Based on Boeing's 737-800 commercial airliner, the P-8A provides advanced anti-submarine, anti-surface warfare and intelligence, surveillance and reconnaissance capabilities. The Navy has deployed the first two P-8A patrol squadrons since operations started in 2013. The aircraft will eventually replace the P-3 Orion made by Lockheed Martin Corp.
The U.S. military displayed a P-8 along with other aircraft this summer at the Paris Air Show held outside the city at the historic Le Bourget airfield. The surveillance aircraft in February completed a seven-month deployment to the Pacific, where it successfully spotted dozens of foreign submarines, as evidenced by the decals dotting its fuselage.
During recent deployments, P-8s have tracked Chinese submarines -- and the Chinese have noticed. Last summer, a Chinese fighter jet intercepted a Poseidon over the South China Sea in international airspace and performed a barrel roll over it.
"As it's getting operationally deployed, we're learning more and more," Chris Raymond, a vice president at Boeing, said in an interview at the show.

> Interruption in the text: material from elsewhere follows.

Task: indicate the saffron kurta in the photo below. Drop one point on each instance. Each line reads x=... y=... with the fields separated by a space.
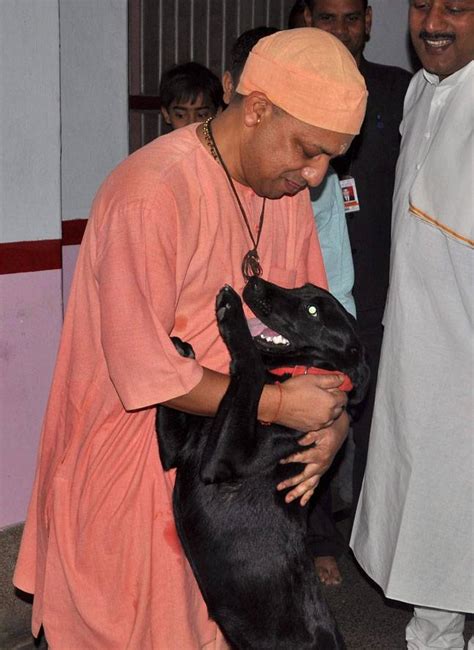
x=414 y=527
x=100 y=550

Crews are coming back and describing its performance as a game-changer, he added, "so I think as the capability gets out there and starts being exercised, it's doing what it's supposed to do."
Overall, the service plans to buy 114 of the new P-8 aircraft at an estimated cost of $32.8 billion, according to Pentagon budget documents. The Chicago-based aerospace giant also has contracts to deliver as many as a dozen of the aircraft to the governments of India and Australia, and is working to find more international customers.
"The international interest is developing," Raymond said. "Whether it's commercial threats, natural resource threats, regional security concerns, I do think this maritime space for a lot of people is going to become more and more important."